Developing tree ring position-specific isotope analysis to improve reconstructions of climate and carbon allocation

The isotopic composition of tree ring cellulose is an important proxy for reconstructing paleoenvironmental conditions and their effects on tree carbon allocation. However, cellulose’s isotopic composition is the combined result of climate-related fractionations and fractionations related to tree metabolic fluxes. We are developing a new method to deconvolve these climate and metabolic signals using position-specific isotope analysis (PSIA) on the glucose monomers that make up cellulose. Previous work has shown that some intramolecular sites record isotopic signatures of water use efficiency more faithfully than the molecular average. We further hypothesize that the isotopic composition of other intramolecular sites will be sensitive to tree metabolic changes, including shifts in carbon allocation. We have demonstrated that gluconate (an oxidation product of glucose) is an excellent candidate for PSIA via Electrospray Ionization Orbitrap.
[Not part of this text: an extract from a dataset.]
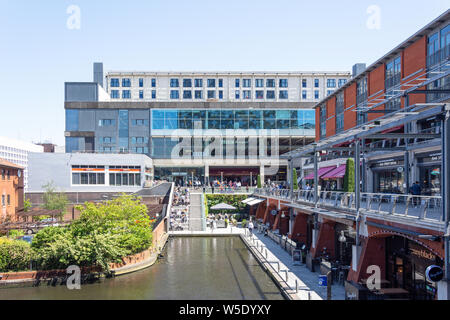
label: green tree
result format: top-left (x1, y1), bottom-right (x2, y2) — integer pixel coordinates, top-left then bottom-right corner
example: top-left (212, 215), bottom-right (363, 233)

Using positionally labeled standards, we have confirmed that δ13C measurements of 6 fragment ions can be used to independently constrain the carbon isotope composition of 5 unique atomic positions. In a measurement that consumes only 40 nmol of gluconate, we can observe these fragment ions with a precision of 0.3-0.4‰, sufficient to distinguish between trends recorded by different atomic positions as expected based on existing studies of tree rings and plant sugars. Additionally, we have shown that δ13C measurements of gluconate standards on the ESI-Orbitrap accurately match δ13C values obtained via EA-IRMS. We prepare tree ring samples for PSIA by hydrolyzing whole wood or cellulose to glucose, and then oxidizing to gluconate. Upcoming measurements of trees grown in climate chambers under a variety of vapor pressure deficit, relative humidity, and temperature conditions will clarify the climate and metabolic signals recorded at each atomic position. Our new method for PSIA of tree ring cellulose will support more nuanced reconstructions of paleoclimate and its effects on tree growth.